Pour le Lys - Renée Vivien
Ô Toi, Femme que j’aime ! Ô Lys irréprochable !
Très chère qu’on ne peut approcher qu’à genoux,
Lève sur moi tes yeux si doux et ton front doux !
Et que le repas soit comme la Sainte Table.
Réveille, avec ta voix, mes rêves somnolents.
Voyant mon front fiévreux, accablé par les rêves,
Toute droite, dans la pourpre et l’or tu te lèves,
Toujours silencieuse, avec tes gestes lents.
Ô l’Image divine ! Ô la Femme que j’aime !
Qui fais que je m’éveille avec la face au jour
Et qui, par le pouvoir immense de l’amour,
As fait que le matin m’est apparu moins blême.

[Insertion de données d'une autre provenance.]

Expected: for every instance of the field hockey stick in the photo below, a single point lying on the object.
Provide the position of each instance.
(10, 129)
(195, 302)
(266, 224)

Publié en 1910 dans le recueil Dans un coin de violettes
Renée Vivien, de son vrai nom Pauline Mary Tarn, incarne une figure fascinante de la littérature française fin de siècle. Née en 1877 à Londres, cette poétesse d’origine britannique rompt avec les conventions victoriennes pour s’établir à Paris, où elle adopte un pseudonyme et une identité artistique libre. Son œuvre, marquée par une sensualité raffinée et des thèmes lesbiens audacieux pour l’époque, puise son inspiration dans la Grèce antique et le symbolisme baudelairien. Pour le Lys, publié en 1910 dans Dans un coin de violettes, résume son esthétique : l’amour y est transfiguré par des métaphores religieuses (« la Sainte Table »), élevant la femme aimée au rang d’icône sacrée. Cette vénération se mêle à une mélancolie intime, reflétant les tourments personnels de Vivien, dont les passions non partagées pour des figures comme Natalie Barney ou Hélène de Zuylen ont marqué sa brève existence. Malgré sa mort prématurée à 32 ans, son héritage poétique persiste comme un hommage éternel à l’absolu amoureux, où chaque instant partagé devient une éternité.